Health & Medical, UK (Commonwealth Union) – Three young patients who had relapsed T-cell leukemia have received treatment with base-edited T-cells, as a component of a ‘bench-to-bedside’ partnership between the University College London (UCL) along with the Great Ormond Street Hospital for Children (GOSH).
Data obtained from the NHS clinical trial, appeared in The New England Journal of Medicine with funds from the MRC, exhibiting the way donor CAR T-cells were engineered with the application of cutting-edge gene editing technology to alter single letters of their DNA code so they will be capable of tackling leukemia.
The accounts of three patients who underwent cell therapy are shared, including the story of 13-year-old Alyssa from Leicester. She made history last year as the world’s first individual to receive treatment for T-cell acute lymphoblastic leukemia (T-ALL), in a clinical trial. Symptoms for the condition are usually, Fatigue, Easy bruising or bleeding, Pale skin, Frequent infections, fever, enlarged lymph nodes, and spleen among others.
Once, this form of cancer affecting white blood cells is treated with chemotherapy, if it returns, clearing it becomes challenging.
Remarkably, within just four weeks of receiving the specialized cells, Alyssa’s leukemia became undetectable. She subsequently underwent a successful bone marrow transplant and, almost a year later, continues to thrive at home, enjoying good health.
Similarly, another teenager achieved remission from leukemia within a comparable timeframe and is currently recuperating at home following their transplant. Regrettably, the third child experienced complications with serious infections despite responding to CAR T-cell therapy. Consequently, the family, in agreement with the clinical team, decided to transition to palliative care.
The groundbreaking base-editing technology employed in this pioneering human application was conceptualized and developed by a team of researchers at UCL. The project was spearheaded by Professor Waseem Qasim (UCL Great Ormond Street Institute of Child Health and Honorary Consultant at GOSH), in collaboration with Dr. Robert Chiesa and the Bone Marrow Transplant/CART/Haematology teams at GOSH.
The project is backed by Wellcome and the National Institute of Health and Care Research (NIHR).
Professor Waseem Qasim, who is a Professor of Cell and Gene Therapy at UCL, says “It’s nice to be able to see the fruits of a long period of work coming together from multiple teams and being brought into play for new treatments. It’s still early, and we need more follow-up and to treat more patients to know how it might impact treatments long term.”

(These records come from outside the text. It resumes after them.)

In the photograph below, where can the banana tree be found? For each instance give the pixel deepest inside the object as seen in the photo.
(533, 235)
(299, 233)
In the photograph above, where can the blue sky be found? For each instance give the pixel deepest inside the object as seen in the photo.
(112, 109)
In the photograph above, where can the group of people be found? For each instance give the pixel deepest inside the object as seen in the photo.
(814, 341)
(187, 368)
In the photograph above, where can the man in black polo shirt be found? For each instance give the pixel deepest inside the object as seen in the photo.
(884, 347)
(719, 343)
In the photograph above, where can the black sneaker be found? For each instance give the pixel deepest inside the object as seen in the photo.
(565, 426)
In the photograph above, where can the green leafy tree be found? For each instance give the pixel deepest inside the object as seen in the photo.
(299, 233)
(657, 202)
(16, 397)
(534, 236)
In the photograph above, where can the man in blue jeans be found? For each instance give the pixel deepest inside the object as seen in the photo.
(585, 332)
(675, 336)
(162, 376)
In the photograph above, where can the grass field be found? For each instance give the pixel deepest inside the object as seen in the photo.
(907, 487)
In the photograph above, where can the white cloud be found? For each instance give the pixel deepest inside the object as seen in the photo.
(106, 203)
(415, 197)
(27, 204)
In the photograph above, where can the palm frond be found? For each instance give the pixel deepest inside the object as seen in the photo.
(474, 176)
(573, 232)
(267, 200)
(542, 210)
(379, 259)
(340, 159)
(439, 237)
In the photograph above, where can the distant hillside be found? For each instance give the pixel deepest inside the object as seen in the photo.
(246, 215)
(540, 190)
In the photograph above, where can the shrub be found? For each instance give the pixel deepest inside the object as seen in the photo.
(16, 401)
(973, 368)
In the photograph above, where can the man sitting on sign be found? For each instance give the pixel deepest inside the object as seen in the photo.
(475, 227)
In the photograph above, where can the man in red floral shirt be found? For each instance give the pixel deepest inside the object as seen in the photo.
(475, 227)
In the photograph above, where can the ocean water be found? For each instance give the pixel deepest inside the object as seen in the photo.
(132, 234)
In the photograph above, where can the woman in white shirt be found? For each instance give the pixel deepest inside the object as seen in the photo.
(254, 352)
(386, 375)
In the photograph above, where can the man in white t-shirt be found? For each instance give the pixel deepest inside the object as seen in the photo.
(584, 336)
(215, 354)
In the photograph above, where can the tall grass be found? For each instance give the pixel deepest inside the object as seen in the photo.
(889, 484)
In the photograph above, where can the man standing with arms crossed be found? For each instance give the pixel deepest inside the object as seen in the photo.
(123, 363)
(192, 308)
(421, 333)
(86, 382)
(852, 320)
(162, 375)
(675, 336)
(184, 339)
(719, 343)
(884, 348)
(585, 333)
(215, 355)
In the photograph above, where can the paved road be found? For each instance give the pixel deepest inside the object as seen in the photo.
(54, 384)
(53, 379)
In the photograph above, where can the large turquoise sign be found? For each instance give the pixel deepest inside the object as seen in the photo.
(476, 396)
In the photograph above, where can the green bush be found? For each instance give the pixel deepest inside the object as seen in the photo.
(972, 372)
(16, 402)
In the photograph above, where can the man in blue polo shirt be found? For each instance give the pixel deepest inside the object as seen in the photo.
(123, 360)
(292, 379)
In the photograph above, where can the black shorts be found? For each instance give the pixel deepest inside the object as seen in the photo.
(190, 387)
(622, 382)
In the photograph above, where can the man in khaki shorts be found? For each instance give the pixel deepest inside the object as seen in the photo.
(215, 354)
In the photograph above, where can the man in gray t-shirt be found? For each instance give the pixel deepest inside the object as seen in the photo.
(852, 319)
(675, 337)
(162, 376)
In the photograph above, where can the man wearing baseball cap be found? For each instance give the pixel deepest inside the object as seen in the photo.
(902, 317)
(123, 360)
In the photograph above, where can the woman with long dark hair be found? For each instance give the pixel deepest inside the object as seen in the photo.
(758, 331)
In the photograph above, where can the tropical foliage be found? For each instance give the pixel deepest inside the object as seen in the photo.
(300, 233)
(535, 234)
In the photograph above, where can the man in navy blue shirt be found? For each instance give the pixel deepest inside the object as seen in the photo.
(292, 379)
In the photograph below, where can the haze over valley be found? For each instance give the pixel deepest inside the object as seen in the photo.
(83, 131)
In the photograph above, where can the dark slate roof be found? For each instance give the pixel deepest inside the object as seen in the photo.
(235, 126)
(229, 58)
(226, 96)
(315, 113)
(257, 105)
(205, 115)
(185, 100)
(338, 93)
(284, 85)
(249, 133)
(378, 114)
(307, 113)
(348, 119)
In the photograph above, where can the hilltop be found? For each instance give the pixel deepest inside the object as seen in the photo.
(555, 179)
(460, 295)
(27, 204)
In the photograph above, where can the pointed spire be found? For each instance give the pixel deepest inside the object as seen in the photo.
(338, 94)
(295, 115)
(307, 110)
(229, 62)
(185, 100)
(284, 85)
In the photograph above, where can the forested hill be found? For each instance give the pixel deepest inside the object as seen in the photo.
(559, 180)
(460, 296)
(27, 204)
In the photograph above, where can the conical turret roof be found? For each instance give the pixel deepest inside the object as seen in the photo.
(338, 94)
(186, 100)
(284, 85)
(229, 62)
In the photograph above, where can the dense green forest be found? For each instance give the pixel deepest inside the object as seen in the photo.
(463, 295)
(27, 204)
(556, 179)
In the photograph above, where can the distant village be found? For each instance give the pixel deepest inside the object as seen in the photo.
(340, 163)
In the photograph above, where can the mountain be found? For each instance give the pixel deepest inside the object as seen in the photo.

Dr Robert Chiesa says “It is really crucial that children affected by cancer who failed standard of care have access to innovative strategies in the context of clinical trials such as this. A research hospital such as GOSH offers the ideal setting for developing experimental approaches that might offer hope to children with otherwise very poor prognoses. This is possible due to the dedication of scientists, doctors, nurses, and allied professionals working for these children and their families.”
For the production of banks of ‘universal’ anti-T-cell CAR T-cells for the research, where scientists utilized healthy donor T-cells, put together by the Anthony Nolan registry. This was followed by the cells utilizing ‘base editing’, where the activity includes chemically transforming single nucleotide bases that take instructions for a particular protein, in order to block them being formed.
Some of the steps involved taking away receptors present so that T-cells from a donor are bankable and utilized with no matching making them ‘universal’.
Taking away a ‘flag’ known as CD7 which marks them as T-cells. In the absence of this process, the T-cells may destroy each other.
Removing a second marker called CD52, rendering the edited cells undetectable by certain potent drugs administered to patients during the treatment process.
Incorporating a Chimeric Antigen Receptor (CAR) into the T-cells, which recognizes the CD7 T-cell receptor found on leukemic T-cells. This addition equips the cells to combat T-cell leukemia by targeting CD7.